We have a simple example of target tracking autoscaling configured for an ecs containerized application based on the CPU and memory. We have 4 alarms autoconfigured by the code below (2 CPU - 1 scale up, 1 scaledown, and 2 memory, 1 scale up and 1 scale down)
We see that when the cloudwatch alarms trigger for autoscaling up, our ecs service tasks autoscales up instantaneously (on the ecs side, there are events present straight away setting the desired count upwards). However, we are observing different behaviour when the cloudwatch alarms trigger for autoscaling down:
- Sometimes ecs service tasks scale down straight away (scale down alarms goes off straight away and set desired count downwards event present straight away on ecs side)
- Sometimes ecs service tasks scales down at a delayed time e.g. 7-15 minutes later, or even a few hours later (scale down alarms goes off straight away but set desired count downwards event delayed on ecs side for 7-15 mins, or a few hours later)
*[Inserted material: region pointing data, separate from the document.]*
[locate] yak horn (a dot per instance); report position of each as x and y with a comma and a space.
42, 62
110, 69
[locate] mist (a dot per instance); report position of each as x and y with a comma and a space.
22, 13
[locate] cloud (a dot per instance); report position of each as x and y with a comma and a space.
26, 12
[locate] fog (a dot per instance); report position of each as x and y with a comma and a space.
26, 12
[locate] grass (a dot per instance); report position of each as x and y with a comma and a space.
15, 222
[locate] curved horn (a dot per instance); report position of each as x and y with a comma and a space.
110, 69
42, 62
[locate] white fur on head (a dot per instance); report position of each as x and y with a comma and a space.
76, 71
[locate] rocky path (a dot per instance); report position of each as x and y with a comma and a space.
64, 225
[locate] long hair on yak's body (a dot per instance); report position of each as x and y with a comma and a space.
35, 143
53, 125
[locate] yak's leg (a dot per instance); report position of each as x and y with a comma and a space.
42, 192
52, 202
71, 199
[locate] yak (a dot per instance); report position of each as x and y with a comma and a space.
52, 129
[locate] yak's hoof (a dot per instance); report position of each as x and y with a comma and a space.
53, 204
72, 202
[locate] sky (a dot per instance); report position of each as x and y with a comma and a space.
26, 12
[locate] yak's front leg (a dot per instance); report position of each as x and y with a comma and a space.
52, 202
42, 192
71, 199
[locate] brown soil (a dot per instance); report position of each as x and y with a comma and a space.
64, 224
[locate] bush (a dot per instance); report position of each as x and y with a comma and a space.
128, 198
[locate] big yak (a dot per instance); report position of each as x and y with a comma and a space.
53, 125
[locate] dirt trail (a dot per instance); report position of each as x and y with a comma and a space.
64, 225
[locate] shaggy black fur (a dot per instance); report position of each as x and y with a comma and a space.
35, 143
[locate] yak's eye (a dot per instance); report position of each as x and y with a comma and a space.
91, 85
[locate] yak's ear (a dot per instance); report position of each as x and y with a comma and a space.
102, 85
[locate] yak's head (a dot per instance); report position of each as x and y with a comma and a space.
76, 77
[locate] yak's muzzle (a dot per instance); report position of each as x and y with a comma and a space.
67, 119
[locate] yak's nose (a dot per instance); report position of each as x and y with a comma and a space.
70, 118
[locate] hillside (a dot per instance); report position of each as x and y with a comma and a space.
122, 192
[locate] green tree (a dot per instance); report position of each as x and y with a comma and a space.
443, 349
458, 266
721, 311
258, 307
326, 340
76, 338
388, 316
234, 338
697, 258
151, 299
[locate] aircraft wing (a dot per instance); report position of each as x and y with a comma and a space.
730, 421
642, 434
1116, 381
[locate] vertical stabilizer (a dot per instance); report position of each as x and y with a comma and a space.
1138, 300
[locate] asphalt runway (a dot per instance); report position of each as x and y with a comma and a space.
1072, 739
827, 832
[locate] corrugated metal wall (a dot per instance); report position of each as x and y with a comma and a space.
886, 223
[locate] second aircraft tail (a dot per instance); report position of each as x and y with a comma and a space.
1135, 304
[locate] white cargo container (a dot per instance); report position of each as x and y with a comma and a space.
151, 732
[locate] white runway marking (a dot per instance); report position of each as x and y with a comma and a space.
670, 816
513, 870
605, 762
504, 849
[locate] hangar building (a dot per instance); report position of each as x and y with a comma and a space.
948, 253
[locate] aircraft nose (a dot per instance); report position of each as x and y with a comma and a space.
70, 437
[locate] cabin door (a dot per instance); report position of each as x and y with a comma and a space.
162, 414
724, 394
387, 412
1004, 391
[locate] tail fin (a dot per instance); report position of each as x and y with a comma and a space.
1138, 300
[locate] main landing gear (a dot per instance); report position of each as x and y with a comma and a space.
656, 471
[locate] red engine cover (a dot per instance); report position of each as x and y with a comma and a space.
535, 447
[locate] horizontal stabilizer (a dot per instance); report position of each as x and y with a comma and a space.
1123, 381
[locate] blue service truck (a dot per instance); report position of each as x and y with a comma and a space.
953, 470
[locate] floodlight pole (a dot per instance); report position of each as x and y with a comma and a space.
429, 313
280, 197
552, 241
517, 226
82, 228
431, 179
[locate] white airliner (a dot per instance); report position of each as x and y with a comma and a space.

- Sometimes ecs service tasks do not scale down at all (we saw over the weekend that scale down alarms were triggered but the ecs service tasks never scaled down over a 48 hour period and set desired count downwards event never reached ecs side)
On the cloudwatch alarm side we are observing that the alarm always goes off when expected for both scaling up and down, its on the ecs side that we think the issue resides.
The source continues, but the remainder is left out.